If you aren’t familiar with the story of NASCAR driver Tim Richmond, here’s a quick rundown of what you need to know: his career was short but brilliant and one of his most infamous moves involved using a Pontiac LeMans body in the early 1980s instead of the Pontiac Grand Prix. “What’s the difference between the two,” I can hear you asking now, “they’re both G-bodies, aren’t they?”
No, not really. Between 1978 and 1984, you technically have two bodies that shared the same chassis, the A- and G-body. The LeMans, which is equivalent to the Chevrolet Malibu of the same era, is an A-body. The Grand Prix, equivalent to the Monte Carlo, is a G-body. On the street, it didn’t mean squat. But on the track, the rear window of the LeMans, which sloped more than the notchback Grand Prix, was an aerodynamic advantage that a lot of teams felt was a problem. NASCAR wanted to push the G-body cars more, GM wanted to push the G-bodies more, so there you go…no Malibus, no LeMans, just G-body.

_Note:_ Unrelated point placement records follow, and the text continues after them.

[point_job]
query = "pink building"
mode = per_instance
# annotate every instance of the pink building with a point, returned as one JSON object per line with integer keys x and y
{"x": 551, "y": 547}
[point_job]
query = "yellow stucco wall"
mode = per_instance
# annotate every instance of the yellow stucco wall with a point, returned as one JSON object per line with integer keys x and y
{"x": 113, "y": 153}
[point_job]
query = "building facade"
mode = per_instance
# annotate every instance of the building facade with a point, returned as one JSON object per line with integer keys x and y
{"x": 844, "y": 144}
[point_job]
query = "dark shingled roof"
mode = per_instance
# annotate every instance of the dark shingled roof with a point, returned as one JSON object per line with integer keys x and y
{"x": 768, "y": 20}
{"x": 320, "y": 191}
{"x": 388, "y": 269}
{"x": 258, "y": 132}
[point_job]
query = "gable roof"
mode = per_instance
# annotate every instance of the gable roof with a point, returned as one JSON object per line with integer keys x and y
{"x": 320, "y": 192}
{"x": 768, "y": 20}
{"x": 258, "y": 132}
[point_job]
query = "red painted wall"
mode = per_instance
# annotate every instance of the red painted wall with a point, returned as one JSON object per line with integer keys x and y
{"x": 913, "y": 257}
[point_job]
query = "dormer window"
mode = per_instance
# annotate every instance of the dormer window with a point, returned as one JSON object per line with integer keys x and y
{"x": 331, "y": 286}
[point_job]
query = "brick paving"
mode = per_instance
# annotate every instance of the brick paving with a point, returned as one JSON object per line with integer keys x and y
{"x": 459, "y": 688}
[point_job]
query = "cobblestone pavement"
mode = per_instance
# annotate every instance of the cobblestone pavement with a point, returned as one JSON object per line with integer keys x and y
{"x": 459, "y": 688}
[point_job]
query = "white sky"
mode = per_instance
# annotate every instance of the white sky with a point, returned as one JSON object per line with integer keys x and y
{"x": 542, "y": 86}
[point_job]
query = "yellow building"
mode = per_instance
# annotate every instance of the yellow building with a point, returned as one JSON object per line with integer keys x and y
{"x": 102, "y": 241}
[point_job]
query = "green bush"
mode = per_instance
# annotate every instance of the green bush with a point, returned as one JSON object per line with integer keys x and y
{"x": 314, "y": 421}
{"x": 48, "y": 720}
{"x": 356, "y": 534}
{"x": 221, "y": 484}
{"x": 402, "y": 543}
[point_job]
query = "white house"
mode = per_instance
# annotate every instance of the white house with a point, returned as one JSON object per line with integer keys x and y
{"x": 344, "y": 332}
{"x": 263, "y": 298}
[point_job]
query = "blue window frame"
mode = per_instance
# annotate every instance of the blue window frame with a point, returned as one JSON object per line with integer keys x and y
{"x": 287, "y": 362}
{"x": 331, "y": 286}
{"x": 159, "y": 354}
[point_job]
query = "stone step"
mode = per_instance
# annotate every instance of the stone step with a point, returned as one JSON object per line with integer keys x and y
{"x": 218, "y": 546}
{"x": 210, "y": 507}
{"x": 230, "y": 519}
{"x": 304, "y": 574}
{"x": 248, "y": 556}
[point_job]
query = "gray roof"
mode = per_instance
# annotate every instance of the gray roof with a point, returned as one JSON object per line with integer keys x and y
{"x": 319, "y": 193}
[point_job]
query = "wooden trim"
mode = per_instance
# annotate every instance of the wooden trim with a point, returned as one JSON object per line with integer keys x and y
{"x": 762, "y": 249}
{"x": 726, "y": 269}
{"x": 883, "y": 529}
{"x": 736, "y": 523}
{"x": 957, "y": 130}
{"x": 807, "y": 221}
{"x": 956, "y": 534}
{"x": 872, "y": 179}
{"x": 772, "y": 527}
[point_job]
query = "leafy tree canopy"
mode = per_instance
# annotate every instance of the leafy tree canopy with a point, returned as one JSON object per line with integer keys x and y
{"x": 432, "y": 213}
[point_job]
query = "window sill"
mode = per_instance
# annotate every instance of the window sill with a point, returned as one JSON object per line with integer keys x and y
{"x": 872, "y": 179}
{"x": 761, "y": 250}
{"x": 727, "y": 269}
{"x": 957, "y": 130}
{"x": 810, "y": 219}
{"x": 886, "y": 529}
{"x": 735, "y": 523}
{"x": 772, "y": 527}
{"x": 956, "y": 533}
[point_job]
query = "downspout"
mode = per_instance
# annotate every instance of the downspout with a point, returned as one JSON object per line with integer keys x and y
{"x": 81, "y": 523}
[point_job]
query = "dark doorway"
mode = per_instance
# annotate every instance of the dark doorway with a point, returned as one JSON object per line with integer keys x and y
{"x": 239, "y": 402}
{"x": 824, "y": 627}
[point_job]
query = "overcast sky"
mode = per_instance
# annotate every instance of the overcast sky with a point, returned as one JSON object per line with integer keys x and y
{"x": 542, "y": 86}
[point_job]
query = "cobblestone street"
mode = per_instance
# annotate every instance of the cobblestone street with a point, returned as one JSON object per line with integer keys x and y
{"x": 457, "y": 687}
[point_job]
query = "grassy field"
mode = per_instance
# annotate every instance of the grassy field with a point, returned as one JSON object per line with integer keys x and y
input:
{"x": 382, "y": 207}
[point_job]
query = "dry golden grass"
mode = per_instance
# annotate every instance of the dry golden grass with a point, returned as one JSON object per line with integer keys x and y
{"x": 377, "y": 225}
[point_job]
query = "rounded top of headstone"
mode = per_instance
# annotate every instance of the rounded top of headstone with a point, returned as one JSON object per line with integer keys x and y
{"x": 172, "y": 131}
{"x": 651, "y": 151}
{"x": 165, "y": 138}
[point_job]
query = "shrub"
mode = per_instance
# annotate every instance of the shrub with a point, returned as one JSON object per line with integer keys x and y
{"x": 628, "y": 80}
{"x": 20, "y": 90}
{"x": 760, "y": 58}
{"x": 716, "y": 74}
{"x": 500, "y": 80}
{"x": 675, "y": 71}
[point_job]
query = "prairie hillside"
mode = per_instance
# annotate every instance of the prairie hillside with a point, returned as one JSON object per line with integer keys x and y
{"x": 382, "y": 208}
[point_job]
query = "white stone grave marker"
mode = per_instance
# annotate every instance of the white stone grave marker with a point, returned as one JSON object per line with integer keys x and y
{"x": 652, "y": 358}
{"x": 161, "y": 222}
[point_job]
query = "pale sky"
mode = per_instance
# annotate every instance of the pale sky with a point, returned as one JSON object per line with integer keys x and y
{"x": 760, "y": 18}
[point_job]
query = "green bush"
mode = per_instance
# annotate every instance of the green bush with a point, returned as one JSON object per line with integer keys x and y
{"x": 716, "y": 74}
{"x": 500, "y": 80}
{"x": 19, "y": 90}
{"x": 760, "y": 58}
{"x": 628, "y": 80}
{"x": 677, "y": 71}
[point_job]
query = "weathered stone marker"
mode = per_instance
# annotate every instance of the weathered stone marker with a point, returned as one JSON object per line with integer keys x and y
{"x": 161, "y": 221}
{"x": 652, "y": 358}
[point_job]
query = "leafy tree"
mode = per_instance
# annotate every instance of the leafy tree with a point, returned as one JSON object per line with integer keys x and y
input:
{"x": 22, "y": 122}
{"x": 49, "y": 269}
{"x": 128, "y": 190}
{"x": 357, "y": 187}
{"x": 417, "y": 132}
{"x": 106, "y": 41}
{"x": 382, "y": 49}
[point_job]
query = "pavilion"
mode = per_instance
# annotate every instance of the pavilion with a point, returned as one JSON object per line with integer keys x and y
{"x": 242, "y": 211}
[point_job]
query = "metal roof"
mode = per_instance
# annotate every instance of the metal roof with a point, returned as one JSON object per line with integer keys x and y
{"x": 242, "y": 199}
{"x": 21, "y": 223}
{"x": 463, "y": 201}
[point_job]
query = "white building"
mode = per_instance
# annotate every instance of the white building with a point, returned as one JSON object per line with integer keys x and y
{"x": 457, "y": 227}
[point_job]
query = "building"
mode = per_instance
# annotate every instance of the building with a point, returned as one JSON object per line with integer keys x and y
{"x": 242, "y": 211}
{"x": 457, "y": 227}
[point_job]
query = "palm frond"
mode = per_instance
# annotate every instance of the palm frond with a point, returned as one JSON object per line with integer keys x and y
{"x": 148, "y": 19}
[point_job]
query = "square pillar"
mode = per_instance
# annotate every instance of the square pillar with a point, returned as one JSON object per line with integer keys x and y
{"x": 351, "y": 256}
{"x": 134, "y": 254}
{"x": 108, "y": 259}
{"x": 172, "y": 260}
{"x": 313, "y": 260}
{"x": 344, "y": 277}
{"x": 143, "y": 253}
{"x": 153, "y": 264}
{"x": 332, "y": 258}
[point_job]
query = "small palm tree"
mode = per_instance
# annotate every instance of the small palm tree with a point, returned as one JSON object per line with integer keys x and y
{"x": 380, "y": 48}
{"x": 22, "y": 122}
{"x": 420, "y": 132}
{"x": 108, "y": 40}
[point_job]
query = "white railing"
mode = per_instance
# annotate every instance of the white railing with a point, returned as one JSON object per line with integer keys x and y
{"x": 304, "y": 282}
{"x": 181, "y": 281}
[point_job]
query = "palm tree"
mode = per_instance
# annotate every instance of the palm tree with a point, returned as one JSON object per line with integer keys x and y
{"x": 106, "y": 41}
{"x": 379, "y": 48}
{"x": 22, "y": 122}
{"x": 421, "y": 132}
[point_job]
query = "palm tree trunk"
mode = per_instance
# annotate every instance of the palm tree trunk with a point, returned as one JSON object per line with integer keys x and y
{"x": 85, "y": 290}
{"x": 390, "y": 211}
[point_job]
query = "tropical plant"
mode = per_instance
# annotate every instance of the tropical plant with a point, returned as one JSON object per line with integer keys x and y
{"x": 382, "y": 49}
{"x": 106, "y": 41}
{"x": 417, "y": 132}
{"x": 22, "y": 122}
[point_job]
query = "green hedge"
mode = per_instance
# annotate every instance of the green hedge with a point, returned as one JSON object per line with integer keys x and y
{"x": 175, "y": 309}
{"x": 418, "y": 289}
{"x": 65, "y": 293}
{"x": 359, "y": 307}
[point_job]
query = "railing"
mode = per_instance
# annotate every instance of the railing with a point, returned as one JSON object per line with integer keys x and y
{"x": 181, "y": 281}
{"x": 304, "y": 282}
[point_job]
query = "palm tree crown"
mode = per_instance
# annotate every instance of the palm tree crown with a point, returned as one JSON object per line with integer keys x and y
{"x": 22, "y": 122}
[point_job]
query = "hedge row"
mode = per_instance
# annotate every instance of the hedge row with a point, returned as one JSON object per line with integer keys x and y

And that’s kind of a shame. The Malibu faded into bleakness before getting killed off in favor of the Chevrolet Celebrity and that was that, a sad end to the car that started life as the Chevelle. But why not a Malibu NASCAR racer? Why not go full hog with a 358ci stock car mill, a fully gutted and caged interior, and race car paint? The only caveat to the NASCAR vibe is the Turbo 350 automatic, but living with a TH350 isn’t bad, and if you can’t live with it, you can always change things up.
But one thing remains: what livery would you go with? I’m thinking the early 1990s Mello Yello…but that’s just me.